Les plateformes sont-elles en train de damer le pion aux chaînes de télévision ? Signé en début d'année, l'accord sur la chronologie des médias est déjà en train d'être renégocié. Depuis début octobre, sous l'égide du Centre national du cinéma et de l'image animée (CNC), les parties prenantes de l'accord se déchirent à nouveau sur les délais entre la diffusion des films au cinéma et celle sur les différents supports, que sont les chaînes de télévision gratuites, payantes ou les plateformes SVOD.

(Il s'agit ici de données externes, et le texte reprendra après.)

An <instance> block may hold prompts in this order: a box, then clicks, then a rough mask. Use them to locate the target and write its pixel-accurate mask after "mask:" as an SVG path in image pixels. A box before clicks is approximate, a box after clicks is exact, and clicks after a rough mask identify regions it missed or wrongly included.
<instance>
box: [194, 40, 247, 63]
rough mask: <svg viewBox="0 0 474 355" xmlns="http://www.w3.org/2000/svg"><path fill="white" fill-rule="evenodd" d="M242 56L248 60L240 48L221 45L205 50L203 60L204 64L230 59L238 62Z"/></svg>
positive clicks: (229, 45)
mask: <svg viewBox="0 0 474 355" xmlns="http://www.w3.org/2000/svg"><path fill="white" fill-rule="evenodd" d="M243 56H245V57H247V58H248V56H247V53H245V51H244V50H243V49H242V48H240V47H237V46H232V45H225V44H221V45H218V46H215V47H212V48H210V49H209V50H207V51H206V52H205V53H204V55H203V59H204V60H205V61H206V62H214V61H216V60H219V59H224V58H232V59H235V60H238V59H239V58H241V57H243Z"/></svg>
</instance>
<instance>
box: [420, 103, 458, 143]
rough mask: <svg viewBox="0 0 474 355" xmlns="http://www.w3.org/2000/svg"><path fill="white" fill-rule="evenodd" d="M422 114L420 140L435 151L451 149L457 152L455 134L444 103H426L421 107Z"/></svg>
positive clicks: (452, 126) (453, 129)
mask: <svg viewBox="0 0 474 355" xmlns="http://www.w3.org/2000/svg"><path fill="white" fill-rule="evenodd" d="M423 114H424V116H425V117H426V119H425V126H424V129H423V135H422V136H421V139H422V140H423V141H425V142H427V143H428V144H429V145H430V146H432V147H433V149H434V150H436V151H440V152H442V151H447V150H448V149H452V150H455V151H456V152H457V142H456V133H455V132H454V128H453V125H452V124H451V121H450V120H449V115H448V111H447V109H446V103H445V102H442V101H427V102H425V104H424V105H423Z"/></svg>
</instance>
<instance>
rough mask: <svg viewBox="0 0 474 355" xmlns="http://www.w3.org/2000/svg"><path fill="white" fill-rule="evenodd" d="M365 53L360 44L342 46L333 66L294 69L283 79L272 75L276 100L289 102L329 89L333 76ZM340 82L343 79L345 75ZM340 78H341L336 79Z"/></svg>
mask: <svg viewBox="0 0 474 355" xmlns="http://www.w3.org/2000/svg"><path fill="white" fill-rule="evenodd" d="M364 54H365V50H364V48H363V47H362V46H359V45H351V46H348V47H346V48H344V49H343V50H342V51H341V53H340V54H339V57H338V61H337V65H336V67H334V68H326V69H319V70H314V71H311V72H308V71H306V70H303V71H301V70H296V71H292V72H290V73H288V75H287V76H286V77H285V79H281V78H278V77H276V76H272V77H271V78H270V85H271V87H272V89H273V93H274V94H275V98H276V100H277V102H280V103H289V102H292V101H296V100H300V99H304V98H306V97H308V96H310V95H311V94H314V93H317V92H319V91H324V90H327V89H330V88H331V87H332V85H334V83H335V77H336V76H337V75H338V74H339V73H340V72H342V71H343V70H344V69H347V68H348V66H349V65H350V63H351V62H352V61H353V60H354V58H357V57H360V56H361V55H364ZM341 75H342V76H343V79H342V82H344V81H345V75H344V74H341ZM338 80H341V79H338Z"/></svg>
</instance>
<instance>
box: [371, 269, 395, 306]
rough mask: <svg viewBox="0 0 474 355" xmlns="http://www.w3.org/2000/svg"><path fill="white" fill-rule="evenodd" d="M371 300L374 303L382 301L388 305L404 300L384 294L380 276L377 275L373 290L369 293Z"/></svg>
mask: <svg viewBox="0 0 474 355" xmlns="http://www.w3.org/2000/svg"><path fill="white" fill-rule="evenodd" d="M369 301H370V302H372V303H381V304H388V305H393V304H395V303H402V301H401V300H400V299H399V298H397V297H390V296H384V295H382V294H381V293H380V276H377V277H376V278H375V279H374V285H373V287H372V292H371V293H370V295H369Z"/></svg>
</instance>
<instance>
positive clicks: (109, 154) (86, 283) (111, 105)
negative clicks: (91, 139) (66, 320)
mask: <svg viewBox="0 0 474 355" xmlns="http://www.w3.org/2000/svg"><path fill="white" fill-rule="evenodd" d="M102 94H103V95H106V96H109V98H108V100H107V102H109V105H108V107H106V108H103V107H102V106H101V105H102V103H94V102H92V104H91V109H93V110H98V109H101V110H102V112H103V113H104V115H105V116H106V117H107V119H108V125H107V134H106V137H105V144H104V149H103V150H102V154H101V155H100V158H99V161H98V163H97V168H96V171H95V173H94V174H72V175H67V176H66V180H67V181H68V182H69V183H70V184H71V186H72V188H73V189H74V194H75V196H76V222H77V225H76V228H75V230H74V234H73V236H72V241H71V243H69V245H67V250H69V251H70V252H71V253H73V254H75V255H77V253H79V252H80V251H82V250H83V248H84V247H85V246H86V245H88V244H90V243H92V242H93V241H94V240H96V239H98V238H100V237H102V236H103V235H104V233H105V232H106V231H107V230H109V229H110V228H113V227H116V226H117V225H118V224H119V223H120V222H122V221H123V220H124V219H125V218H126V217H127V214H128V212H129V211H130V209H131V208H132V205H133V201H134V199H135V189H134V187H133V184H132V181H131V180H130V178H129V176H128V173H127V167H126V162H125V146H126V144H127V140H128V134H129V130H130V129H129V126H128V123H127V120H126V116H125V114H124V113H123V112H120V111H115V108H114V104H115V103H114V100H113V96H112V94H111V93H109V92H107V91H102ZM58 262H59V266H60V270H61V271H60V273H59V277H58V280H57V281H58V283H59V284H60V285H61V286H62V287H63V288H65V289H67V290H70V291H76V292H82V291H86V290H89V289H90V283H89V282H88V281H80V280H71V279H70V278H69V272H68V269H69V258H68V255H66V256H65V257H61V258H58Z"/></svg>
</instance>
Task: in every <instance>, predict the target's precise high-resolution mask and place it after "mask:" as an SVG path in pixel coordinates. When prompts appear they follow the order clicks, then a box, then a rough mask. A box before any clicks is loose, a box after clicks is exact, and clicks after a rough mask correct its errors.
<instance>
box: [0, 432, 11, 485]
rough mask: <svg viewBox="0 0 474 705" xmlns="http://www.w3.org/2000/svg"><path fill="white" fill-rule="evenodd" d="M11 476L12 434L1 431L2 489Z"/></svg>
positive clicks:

Invitée d'Amandine Bégot ce mercredi matin sur RTL, la ministre de la Culture, Rima Abdul Malak, semble donner le point aux plateformes, qui poussent à réduire encore le délai entre l'exploitation des films en salles et l'arrivée des oeuvres dans leur catalogue. "Il y a un enjeu à trouver un équilibre plus respectueux. Surtout que l'on a imposé aux plateformes de financer la création française (...) En contrepartie, elles sont légitimes à demander un raccourcissement de leur délai de diffusion", estime la ministre.
En effet, c'est en contrepartie d'un fléchage de 20% à 25% de leur chiffre d'affaires en France vers la production locale de films, séries, et autres fictions tricolores que les plateformes avaient obtenu de meilleures fenêtres de diffusions. Netflix peut désormais proposer à ses abonnés un film 15 mois après sa sortie en salles (contre 36 mois avant l'accord). L'attente est de 17 mois pour Amazon Prime Video et Disney+.
Mécontente malgré cette avancée, la plateforme aux grandes oreilles accentue la pression depuis des mois. Elle a pris la décision de boycotter les cinémas français et de proposer en fin d'année son film de Noël, "Avalonia, l'étrange voyage", directement sur sa plateforme. La menace planait également sur "Black Panther : Wakanda Forever" mais Disney a finalement confirmé, après l'ouverture de nouvelles discussions autour de la chronologie des médias, que le film passerait par la case cinéma à compter du mercredi 9 novembre.
Pourquoi Disney est-il mécontent ? Disney+ refuse en fait de retirer temporairement de son service en ligne les films qu'ils financent lorsqu'ils passent sur des chaînes en clair comme TF1, France Télévisions et M6. La fenêtre d'exclusivité de Disney, expliquait en juin Hélène Etzi dans "Les Échos", "est la plus courte de toutes avec seulement 5 mois".
Les chaînes de télévision peuvent diffuser des films 22 mois après leur sortie en salles contre 17 pour Disney. Cette dernière souhaitait en conséquence "réformer à court terme son obligation de retirer ses films de la plateforme pendant la fenêtre des chaînes gratuites".
Mais les télévisions gratuites ne l'entendent pas de cette oreille - c'est le sens de leur appel aux pouvoirs publics publié fin septembre dans "Le Monde" - et "demandent à ce que l'étanchéité de leur fenêtre, c'est-à-dire la capacité pour elles d'être les seules à exploiter le film lorsque leur droit s'ouvre, soit reconnue sans condition par tous et selon les termes et l'esprit du nouvel accord".